Lecture 26

The HSBC Purchasing Manager Index (PMI) measures the factory production based on the monthly responses of purchasing executives in around 500 manufacturing companies. A value over 50 means expansion and a value under 50 means contraction.

Now, should we use the WPI or the GDP deflator?
The GDP deflator measures the prices of all goods produced, whereas the WPI measures only the prices of goods/services bought by consumers. In particular, an increase in the price of goods bought by firms/government shows up in the former but not the latter. Also, imported goods are not part of the GDP and do not show up in the GDP deflator. Lastly, the WPI assigns fixed weights to the prices of different goods whereas the GDP deflator assigns changing weights (a fixed basket of goods v. a changing basket of goods).

We use two indices in general, the Laspeyres index (which works with a fixed basket of goods) and the Paasche index (which works with a changing basket of goods).
The Laspeyres price index is equal to

\[P = \frac{\sum p_t q_0}{\sum p_0 q_0} \times 100\]

and the Paasche price index is equal to

\[P = \frac{\sum p_t q_t}{\sum p_0 q_t} \times 100,\]

where \(P\) is the price index, \(p_t\) is the current price, \(q_t\) is the quantity used in the current period, \(p_0\) is the price of the base period, and \(q_0\) is the quantity used in the base period.
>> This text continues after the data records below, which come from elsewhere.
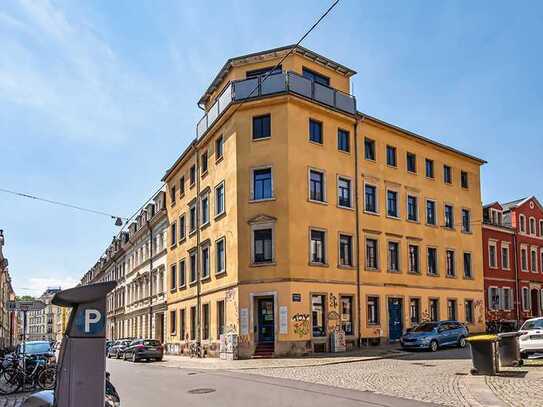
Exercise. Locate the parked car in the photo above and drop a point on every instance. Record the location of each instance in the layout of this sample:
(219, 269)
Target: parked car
(433, 335)
(116, 351)
(531, 338)
(144, 349)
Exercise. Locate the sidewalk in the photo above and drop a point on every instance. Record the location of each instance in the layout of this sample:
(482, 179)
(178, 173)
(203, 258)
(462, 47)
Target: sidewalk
(321, 359)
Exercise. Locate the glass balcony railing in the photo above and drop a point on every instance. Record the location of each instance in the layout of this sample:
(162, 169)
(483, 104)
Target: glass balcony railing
(274, 84)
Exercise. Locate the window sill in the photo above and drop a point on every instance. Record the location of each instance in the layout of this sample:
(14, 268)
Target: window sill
(262, 200)
(219, 216)
(263, 264)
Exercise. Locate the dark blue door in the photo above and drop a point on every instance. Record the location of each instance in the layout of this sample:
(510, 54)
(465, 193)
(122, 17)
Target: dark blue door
(395, 323)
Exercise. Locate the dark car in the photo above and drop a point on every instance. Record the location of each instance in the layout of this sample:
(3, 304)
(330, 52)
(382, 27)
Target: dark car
(433, 335)
(116, 351)
(148, 349)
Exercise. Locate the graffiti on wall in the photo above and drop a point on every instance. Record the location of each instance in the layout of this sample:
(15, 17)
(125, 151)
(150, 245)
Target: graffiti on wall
(301, 324)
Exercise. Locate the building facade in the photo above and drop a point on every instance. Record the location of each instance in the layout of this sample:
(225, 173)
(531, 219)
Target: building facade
(292, 215)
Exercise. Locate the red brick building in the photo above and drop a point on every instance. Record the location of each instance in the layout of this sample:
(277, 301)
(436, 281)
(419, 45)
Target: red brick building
(513, 260)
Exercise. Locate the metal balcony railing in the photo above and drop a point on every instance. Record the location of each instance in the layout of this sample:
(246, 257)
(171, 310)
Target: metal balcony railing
(274, 84)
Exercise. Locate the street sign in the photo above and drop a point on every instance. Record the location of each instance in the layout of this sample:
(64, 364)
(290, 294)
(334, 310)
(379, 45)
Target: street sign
(25, 305)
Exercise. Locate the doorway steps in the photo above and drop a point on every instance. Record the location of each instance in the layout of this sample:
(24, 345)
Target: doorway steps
(264, 350)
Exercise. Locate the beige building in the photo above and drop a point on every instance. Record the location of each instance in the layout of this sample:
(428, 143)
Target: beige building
(293, 216)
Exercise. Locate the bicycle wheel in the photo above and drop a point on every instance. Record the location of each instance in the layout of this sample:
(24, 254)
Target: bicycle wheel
(47, 378)
(11, 380)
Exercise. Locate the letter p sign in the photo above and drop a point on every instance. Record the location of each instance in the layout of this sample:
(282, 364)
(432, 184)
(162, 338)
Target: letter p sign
(92, 316)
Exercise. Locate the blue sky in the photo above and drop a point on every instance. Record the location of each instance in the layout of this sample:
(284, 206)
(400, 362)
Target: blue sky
(98, 98)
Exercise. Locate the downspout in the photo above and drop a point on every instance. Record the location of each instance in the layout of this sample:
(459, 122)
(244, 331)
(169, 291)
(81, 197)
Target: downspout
(357, 223)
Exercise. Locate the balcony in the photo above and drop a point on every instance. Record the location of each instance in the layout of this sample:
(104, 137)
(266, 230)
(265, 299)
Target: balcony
(283, 82)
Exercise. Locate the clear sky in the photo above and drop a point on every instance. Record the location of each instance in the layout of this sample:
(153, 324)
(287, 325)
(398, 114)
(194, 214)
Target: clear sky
(98, 98)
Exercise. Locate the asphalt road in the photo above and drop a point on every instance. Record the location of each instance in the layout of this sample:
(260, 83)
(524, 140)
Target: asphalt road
(148, 384)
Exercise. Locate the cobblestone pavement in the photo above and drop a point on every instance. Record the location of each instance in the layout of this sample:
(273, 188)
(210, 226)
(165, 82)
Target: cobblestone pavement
(441, 378)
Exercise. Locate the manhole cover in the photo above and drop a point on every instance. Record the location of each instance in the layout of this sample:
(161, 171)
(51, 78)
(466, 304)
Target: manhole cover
(201, 391)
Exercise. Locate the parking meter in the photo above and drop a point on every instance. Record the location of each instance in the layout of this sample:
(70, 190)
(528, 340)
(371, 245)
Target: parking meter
(81, 370)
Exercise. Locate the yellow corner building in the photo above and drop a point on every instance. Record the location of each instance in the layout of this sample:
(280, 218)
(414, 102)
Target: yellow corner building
(293, 215)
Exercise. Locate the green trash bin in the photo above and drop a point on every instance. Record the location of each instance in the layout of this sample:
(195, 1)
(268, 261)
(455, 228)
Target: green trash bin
(509, 349)
(484, 354)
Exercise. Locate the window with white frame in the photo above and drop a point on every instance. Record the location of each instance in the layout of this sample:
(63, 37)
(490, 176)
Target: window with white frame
(525, 298)
(492, 260)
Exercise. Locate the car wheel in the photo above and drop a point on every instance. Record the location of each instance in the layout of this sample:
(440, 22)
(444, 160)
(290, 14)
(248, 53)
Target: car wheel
(462, 342)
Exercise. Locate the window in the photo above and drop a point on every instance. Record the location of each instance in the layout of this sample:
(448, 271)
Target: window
(205, 321)
(173, 233)
(315, 77)
(221, 318)
(192, 175)
(450, 263)
(451, 310)
(391, 156)
(430, 212)
(262, 184)
(316, 186)
(522, 219)
(318, 249)
(373, 310)
(505, 257)
(346, 308)
(429, 168)
(464, 179)
(449, 217)
(371, 254)
(393, 257)
(261, 127)
(262, 245)
(468, 307)
(192, 217)
(466, 220)
(525, 298)
(219, 147)
(182, 324)
(173, 277)
(492, 262)
(414, 259)
(345, 250)
(434, 309)
(219, 199)
(467, 265)
(412, 208)
(204, 201)
(447, 174)
(369, 149)
(493, 298)
(370, 198)
(182, 186)
(432, 261)
(192, 323)
(220, 253)
(315, 131)
(414, 311)
(317, 311)
(343, 140)
(344, 192)
(173, 322)
(193, 271)
(392, 204)
(182, 227)
(172, 194)
(411, 162)
(182, 273)
(203, 163)
(205, 261)
(524, 259)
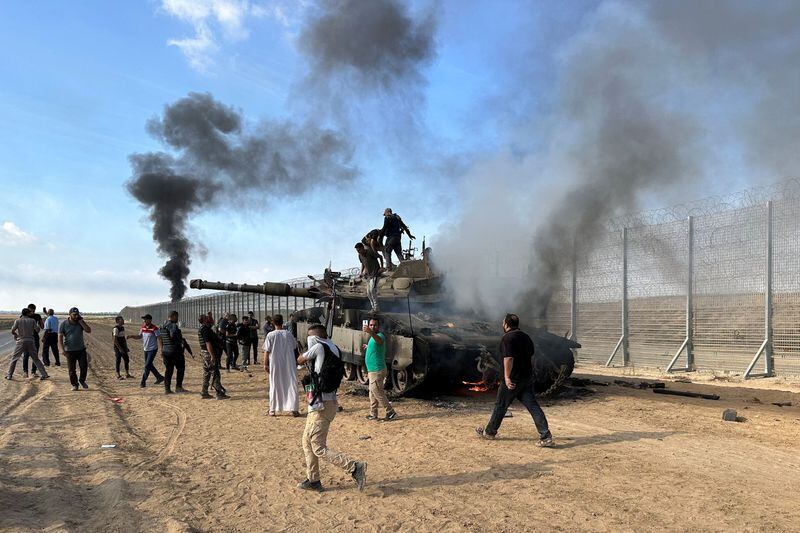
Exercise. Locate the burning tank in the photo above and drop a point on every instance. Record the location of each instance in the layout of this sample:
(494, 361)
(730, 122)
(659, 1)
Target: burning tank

Laspeyres requires quantity data from only the base period, which allows a more meaningful comparison because changes in the index can be attributed to changes in price, but may overweight goods whose prices increase and does not reflect changes in buying patterns over time.
Paasche reflects current buying habits because it uses current quantities, but it requires quantity data from the current year, which may be difficult to obtain. It is difficult to attribute changes in the index to price changes alone and tends to overweight goods whose prices have declined. The prices need to be recomputed each year.
Fischer’s ideal index is equal to the geometric mean of these two indices.
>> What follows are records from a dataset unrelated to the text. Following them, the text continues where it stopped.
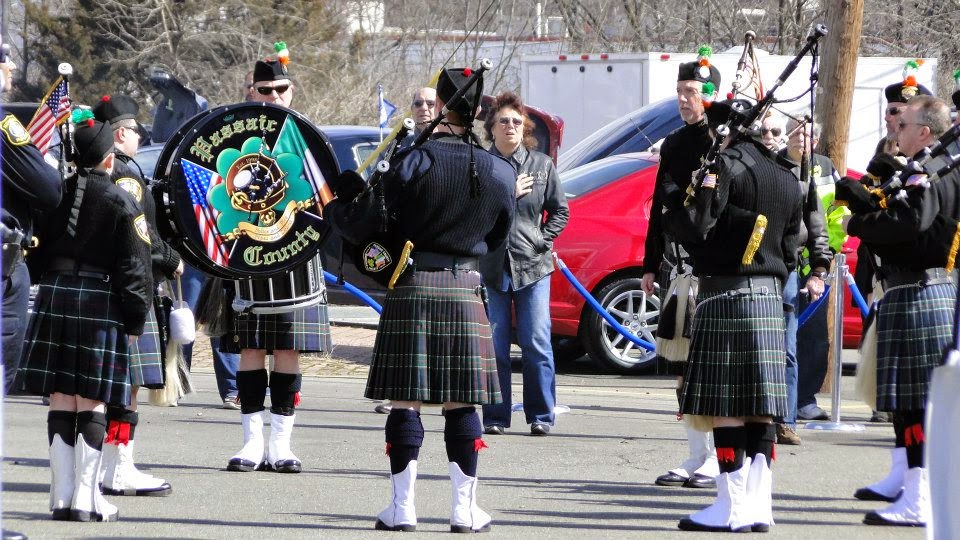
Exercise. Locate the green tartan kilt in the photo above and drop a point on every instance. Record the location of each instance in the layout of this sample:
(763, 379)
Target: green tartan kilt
(75, 344)
(914, 327)
(434, 342)
(146, 356)
(737, 362)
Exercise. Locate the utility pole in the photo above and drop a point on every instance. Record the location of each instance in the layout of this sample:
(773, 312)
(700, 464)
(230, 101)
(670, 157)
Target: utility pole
(837, 76)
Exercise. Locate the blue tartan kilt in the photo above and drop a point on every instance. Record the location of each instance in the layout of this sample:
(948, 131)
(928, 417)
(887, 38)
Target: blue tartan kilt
(914, 327)
(737, 361)
(146, 356)
(306, 330)
(434, 343)
(76, 344)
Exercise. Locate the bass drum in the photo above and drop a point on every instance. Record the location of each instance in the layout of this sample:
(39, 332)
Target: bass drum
(242, 190)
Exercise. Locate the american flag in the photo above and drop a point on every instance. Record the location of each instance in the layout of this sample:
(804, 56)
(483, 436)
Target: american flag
(53, 111)
(199, 180)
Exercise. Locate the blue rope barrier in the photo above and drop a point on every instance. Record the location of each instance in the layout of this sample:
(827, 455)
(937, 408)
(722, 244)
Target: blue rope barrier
(812, 308)
(598, 308)
(330, 278)
(861, 303)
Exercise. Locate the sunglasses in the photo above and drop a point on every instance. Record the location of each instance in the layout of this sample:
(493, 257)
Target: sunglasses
(267, 90)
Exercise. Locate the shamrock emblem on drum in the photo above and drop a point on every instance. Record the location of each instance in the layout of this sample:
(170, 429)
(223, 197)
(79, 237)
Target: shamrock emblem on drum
(261, 193)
When the prices of different goods are changing differently, the Laspeyres index tends to overstate the increase in cost of living. This is because it does not take into account that consumers can replace more expensive items with less expensive items.
Conversely, the Paasche index tends to understate the increase in cost of living. While it takes the substitution effect into account, but does not take into account the decrease in the consumers’ welfare resulting from this substitution (because we take a fixed basket of goods). This issue is known as substitution bias.
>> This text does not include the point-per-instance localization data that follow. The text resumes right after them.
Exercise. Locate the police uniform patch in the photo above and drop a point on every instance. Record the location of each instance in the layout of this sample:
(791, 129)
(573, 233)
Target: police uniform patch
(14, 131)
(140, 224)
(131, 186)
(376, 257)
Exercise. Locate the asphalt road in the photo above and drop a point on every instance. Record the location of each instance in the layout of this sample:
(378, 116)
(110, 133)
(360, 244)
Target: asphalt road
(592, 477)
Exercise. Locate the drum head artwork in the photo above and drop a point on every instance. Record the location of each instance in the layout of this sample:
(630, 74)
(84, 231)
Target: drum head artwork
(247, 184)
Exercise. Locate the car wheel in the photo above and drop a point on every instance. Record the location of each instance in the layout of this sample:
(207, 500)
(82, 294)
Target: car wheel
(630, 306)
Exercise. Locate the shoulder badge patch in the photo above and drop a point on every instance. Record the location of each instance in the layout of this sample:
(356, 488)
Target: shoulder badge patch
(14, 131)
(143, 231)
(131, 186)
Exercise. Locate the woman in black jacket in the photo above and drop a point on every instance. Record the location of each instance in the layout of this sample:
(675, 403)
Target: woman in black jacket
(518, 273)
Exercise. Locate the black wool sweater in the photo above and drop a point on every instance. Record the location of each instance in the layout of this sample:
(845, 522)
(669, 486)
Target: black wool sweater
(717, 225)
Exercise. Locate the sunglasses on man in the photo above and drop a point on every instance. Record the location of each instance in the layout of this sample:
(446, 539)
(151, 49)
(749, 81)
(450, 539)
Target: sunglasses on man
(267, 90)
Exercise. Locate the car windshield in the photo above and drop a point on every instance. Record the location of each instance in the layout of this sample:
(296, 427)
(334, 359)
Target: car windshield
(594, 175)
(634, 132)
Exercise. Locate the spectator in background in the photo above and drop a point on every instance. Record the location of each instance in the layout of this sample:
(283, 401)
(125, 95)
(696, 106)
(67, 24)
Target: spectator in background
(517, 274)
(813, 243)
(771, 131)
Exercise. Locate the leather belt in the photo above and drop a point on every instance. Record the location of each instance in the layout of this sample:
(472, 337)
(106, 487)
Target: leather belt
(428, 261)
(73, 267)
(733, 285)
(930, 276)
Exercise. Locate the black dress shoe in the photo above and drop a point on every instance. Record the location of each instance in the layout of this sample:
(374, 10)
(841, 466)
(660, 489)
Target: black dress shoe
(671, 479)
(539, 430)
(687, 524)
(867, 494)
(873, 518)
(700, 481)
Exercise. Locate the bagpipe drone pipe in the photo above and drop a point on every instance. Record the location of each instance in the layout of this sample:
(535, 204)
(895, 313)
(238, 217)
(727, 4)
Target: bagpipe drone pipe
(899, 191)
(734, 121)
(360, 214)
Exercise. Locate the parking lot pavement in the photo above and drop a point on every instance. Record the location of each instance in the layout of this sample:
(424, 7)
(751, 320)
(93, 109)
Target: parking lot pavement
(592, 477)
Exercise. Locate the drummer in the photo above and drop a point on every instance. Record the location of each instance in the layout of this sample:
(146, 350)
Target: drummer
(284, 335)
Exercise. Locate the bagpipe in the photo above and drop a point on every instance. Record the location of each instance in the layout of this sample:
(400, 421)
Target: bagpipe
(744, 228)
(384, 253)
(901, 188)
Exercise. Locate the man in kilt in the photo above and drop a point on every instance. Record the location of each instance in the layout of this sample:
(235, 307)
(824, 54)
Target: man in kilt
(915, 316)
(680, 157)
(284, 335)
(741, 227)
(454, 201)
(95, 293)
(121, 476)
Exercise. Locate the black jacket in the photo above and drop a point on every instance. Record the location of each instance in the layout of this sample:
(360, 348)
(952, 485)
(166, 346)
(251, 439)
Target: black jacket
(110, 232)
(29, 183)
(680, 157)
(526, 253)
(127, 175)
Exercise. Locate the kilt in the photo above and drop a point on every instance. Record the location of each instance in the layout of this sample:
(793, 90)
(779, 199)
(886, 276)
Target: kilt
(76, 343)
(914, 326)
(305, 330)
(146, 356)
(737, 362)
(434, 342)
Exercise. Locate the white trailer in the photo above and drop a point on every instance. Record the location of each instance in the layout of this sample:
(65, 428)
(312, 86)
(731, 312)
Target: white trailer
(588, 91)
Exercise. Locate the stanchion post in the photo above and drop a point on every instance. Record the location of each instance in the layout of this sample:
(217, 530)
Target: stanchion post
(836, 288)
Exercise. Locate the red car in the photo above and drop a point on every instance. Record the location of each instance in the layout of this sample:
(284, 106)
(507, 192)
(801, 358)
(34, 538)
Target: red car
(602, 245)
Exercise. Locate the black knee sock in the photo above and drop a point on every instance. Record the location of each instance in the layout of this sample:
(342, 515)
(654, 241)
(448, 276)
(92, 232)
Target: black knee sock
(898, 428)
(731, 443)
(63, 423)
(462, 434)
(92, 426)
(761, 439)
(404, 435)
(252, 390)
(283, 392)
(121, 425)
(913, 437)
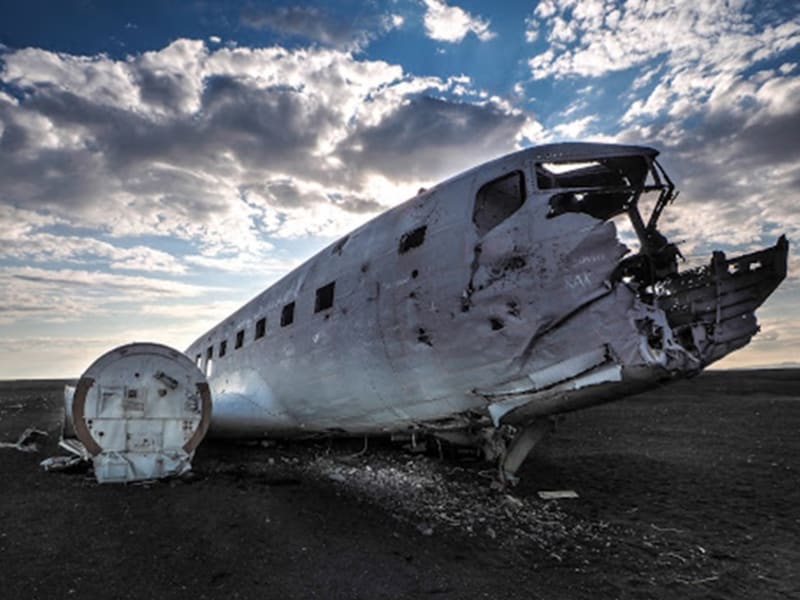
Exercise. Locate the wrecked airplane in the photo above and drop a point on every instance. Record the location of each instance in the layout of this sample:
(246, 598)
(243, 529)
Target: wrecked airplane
(472, 313)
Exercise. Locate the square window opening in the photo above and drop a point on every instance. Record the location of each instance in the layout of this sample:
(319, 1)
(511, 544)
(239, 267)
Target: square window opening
(287, 314)
(324, 299)
(498, 200)
(261, 327)
(412, 239)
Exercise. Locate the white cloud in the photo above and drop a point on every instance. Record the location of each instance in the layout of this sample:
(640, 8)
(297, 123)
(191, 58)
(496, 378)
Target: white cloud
(574, 130)
(447, 23)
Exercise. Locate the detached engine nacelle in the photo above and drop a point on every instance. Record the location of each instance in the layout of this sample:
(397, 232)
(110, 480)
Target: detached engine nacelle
(138, 412)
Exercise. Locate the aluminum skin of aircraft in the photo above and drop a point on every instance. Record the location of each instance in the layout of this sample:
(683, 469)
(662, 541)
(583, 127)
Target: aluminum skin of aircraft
(481, 308)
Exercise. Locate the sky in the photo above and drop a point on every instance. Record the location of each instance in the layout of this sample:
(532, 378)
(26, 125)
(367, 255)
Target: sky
(163, 162)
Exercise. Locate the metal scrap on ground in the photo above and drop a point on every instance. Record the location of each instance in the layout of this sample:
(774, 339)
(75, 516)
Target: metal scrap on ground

As new goods are introduced, consumers have more choice so the dollar is worth more.
Some quality change may be unmeasured. If the quality of a good deteriorates while its price remains the same, the value of a dollar is dropping.

Therefore, it is difficult to compare WPI (Laspeyres) and the GDP deflator (Paasche), since they are both bad in their own ways. They follow similar trends.

We can compare today’s prices with that of a different year’s as

\[\text{Amount in today's dollars} = \text{Amount in other year's dollars} \times \frac{\text{Price level today}}{\text{Price level in other year}}.\]

When we perform the above correction, we are said to index the amount for inflation. Approximately, when we put our money in a bank, the real interest rate is equal to the nominal interest rate minus the inflation rate.

Unemployment rate is the statistic that measures the percentage of people who want to work but do not have jobs, reflecting the performance of the economy.

Labor force is the sum of the employed and unemployed, and the unemployment rate is the percentage of the labor force that is unemployed. The labor force participation rate is the percentage of the adult population that is in the labor force.
The average rate of unemployment around which the economy fluctuates is called the natural rate of unemployment. It is the rate of unemployment towards which the economy gravitates. It should be noted that natural does not mean desirable.